Funding Opportunity PAR-17-331 from the NIH Guide for Grants and Contracts. The purpose of this funding opportunity announcement (FOA) is to promote the discovery of novel small molecules that may enhance the ability of the immune system to selectively recognize and attack cancer cells. These small molecules could be further developed into stand-alone immunotherapeutics or synergistic partners for existing therapies, or as chemical probes for the discovery and validation of novel targets involved in anti-tumor immunity. Investigators from multiple scientific disciplines (immuno-oncology, tumor biology, screening technology, medicinal chemistry, and pharmacology) are encouraged to establish collaborative teams to discover and develop novel small molecule immunomodulators for cancer therapy. This FOA encourages the design of research projects that utilize the following phases of discovery research: 1) assay development specifically designed for immuno-oncology targets with the intent to screen for novel small molecule compounds that show potential as either probes or drugs, or as pre-therapeutic leads; 2) screen implementation for immunomodulatory targets to identify initial screening hits (from high throughput target-focused approaches or moderate throughput phenotypic- and fragment-based approaches); 3) hit validation through secondary orthogonal and counter screening assays, and hit prioritization; and 4) hit-to-lead optimization.

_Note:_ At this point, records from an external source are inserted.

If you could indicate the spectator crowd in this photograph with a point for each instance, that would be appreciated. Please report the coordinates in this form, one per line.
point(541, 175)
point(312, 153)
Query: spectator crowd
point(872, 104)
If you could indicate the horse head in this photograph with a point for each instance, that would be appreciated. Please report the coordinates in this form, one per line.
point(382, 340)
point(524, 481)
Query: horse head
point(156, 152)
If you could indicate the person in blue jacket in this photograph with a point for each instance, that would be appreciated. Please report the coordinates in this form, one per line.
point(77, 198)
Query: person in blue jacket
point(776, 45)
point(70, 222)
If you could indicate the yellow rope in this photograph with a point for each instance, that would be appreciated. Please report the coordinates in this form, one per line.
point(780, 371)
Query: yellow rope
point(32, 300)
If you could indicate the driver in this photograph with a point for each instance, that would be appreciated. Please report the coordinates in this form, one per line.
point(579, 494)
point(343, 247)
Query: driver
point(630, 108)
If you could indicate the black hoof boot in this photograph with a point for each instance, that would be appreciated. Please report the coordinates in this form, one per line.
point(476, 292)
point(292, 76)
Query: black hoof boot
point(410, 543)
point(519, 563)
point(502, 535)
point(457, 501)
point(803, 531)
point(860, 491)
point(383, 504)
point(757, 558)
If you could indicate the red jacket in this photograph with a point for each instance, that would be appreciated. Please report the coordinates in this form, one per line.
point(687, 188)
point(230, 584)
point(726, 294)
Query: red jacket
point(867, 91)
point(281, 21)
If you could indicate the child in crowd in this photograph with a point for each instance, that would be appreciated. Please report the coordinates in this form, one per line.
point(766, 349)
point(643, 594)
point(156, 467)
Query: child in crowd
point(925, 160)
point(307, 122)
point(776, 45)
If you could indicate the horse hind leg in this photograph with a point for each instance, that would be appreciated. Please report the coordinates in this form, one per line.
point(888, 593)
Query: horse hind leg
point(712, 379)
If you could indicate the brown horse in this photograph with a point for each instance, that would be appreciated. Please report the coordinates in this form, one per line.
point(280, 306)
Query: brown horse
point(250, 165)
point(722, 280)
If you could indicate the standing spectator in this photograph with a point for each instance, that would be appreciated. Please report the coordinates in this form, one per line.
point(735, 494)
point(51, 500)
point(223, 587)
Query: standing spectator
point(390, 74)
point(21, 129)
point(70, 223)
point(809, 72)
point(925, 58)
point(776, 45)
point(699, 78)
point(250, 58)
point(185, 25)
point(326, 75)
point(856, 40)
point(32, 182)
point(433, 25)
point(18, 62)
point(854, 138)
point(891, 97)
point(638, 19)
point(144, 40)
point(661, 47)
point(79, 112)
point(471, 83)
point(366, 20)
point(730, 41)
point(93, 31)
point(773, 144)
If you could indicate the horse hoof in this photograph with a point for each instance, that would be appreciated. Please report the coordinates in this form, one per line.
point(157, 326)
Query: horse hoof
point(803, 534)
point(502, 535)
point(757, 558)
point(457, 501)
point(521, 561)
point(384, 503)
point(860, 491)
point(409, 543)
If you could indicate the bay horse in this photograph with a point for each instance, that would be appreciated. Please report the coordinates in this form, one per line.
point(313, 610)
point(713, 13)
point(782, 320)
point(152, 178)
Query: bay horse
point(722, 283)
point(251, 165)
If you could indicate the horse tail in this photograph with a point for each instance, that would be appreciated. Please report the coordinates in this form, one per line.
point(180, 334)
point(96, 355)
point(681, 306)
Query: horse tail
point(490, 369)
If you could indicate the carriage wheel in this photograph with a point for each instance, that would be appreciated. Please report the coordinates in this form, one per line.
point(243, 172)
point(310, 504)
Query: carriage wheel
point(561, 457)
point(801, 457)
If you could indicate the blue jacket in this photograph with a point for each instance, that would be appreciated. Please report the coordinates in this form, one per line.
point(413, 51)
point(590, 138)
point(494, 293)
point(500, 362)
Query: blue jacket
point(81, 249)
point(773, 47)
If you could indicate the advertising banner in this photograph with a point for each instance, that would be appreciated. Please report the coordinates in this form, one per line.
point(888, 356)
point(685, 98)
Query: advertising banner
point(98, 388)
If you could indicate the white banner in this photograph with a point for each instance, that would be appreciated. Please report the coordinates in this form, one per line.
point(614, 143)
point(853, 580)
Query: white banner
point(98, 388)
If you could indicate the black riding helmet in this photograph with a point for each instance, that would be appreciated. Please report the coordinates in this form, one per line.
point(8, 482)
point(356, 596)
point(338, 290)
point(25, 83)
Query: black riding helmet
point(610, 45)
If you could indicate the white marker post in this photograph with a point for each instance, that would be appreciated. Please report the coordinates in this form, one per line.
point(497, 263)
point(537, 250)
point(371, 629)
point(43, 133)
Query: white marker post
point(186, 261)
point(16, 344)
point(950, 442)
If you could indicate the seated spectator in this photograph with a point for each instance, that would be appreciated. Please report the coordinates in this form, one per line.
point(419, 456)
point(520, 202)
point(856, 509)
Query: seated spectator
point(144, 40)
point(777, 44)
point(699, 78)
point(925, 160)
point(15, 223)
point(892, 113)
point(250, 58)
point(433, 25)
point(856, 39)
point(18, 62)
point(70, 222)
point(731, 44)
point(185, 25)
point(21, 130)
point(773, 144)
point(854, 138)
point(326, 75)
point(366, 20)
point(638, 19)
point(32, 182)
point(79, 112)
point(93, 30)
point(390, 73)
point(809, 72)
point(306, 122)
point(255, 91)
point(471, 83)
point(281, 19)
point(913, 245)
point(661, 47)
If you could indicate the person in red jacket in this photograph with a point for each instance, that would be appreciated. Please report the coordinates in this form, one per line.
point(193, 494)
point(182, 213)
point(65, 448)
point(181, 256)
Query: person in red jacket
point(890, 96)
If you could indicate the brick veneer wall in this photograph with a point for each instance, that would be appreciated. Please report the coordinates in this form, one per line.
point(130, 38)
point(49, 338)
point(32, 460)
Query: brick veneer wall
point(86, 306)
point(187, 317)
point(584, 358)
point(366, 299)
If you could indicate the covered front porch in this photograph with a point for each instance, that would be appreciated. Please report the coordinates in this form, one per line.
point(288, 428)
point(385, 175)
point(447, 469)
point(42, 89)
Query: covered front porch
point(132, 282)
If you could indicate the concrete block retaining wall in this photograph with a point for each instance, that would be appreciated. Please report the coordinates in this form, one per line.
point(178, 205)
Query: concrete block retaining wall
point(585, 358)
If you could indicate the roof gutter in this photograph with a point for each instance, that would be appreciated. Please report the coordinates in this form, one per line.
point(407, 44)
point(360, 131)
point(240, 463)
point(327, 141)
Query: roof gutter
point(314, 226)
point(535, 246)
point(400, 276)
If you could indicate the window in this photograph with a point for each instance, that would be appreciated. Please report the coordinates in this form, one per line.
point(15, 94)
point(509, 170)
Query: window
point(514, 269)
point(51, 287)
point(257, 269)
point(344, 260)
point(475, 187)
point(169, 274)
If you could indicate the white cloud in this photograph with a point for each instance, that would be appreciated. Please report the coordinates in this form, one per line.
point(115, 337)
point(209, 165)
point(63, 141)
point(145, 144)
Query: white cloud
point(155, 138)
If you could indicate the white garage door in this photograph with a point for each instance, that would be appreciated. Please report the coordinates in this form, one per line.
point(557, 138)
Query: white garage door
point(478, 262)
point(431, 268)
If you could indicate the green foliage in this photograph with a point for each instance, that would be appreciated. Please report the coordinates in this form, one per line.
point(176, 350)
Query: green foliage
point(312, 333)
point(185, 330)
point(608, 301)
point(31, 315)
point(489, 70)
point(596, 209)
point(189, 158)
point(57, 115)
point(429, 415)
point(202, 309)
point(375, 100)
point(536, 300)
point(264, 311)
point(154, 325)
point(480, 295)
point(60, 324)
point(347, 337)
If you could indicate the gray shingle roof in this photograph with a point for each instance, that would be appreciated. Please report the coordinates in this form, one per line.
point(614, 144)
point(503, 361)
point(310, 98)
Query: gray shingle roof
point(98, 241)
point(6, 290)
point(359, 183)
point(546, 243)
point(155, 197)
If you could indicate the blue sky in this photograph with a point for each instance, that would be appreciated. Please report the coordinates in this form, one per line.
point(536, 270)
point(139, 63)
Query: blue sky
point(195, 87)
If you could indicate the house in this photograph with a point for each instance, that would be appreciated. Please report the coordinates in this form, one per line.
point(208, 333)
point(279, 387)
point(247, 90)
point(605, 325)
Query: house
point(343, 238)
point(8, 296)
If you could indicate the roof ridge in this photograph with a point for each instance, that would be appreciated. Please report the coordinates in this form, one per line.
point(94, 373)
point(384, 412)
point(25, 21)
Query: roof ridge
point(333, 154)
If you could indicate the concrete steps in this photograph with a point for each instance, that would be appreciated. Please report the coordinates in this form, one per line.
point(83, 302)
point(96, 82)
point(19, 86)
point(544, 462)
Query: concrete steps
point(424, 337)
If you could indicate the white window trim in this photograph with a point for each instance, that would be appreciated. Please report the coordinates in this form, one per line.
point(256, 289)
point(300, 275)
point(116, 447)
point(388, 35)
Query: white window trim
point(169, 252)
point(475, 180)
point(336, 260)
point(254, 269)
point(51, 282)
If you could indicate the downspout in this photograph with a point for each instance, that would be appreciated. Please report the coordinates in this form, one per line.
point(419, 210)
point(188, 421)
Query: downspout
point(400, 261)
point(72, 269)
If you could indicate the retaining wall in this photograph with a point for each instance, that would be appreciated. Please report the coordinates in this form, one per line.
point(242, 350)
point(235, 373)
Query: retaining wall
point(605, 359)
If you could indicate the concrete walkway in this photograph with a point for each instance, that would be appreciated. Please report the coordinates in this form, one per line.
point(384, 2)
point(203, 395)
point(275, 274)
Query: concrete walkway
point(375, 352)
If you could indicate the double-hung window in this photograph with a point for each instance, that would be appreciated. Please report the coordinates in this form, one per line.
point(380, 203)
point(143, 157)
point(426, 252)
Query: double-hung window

Funding Opportunity PA-17-330 from the NIH Guide for Grants and Contracts. The purpose of this funding opportunity (FOA) is to stimulate research on the identification of new and novel targets and mechanisms involved in tumor immune evasion, which may be amenable to analysis by small molecules, pharmacological, or molecular genetics approaches. A specific focus of this FOA is to encourage cross disciplinary collaborations between immunologists, cell biologists, medicinal chemists, pharmacologists, and molecular biologists.